Propos recueillis par Eric Elouga
6 Novembre 2009
Le Dr Théodore Bidjogo Atangana, secrétaire général de l'Ordre des médecins du Cameroun.
«Beaucoup de choses ont changé dans le secteur de la santé. Il y a de plus en plus de médecins qui exercent et sont formés au Cameroun. Nous sommes partis de la seule faculté de médecine de Yaoundé qui formait 40 médecins par an, et qui a aujourd'hui triplé ses effectifs ; la mise en place d'autres facultés comme celles de Douala, Buea ou Dschang qui se profile. On a ainsi considérablement amélioré le ratio médecin/population.
Des efforts ont également été faits sur le plan des structures, des équipements, et on a amélioré l'offre en stimulant le secteur privé et encourageant beaucoup de médecins à se mettre à leur propre compte. Cela dit, beaucoup reste à faire. Et comme c'est un domaine sensible, il s'agit d'un processus. Il y a d'abord ce problème de la fuite des cerveaux qui interpelle. De nombreux médecins sont formés ici mais s'exilent ailleurs pour chercher fortune. Nous avons à ce sujet rencontré le Premier ministre plusieurs fois pour lui transmettre ces préoccupations sur l'amélioration des conditions des médecins. Et par amélioration, on n'entend pas seulement l'aspect financier. Il y a aussi tout ce qu'il y a autour, en termes de cadre de travail, d'équipements, etc.

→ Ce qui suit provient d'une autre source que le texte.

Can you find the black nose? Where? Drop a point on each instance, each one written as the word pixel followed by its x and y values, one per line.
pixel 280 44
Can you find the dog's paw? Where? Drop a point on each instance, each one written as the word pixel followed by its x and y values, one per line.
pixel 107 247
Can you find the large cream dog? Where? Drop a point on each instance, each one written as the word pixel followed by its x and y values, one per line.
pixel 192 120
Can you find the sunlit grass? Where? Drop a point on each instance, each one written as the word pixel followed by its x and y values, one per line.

Nous venons par exemple de plancher sur la politique des technologies sanitaires au Cameroun, car il faut une vision pour réaliser les choses. Voir dans les années à venir comment mieux équiper nos formations sanitaires, construire plus d'hôpitaux spécialisés pour réduire les problèmes des évacuations sanitaires par exemple. Que les médecins spécialisés ne se concentrent pas uniquement dans les grandes villes, mais aussi exploiter à fond les champs nouveaux comme celui de la télémédecine. Il est illusoire de penser que dans cinq ans, chaque centre de santé aura un spécialiste dans chaque domaine, et donc on pourra s'appuyer sur les techniques de télémédecine pour résorber le problème. C'est cette politique visionnaire qui est en train d'être élaborée. Mais les gens doivent intégrer que la santé a un prix, et que l'initiative privée est à encourager.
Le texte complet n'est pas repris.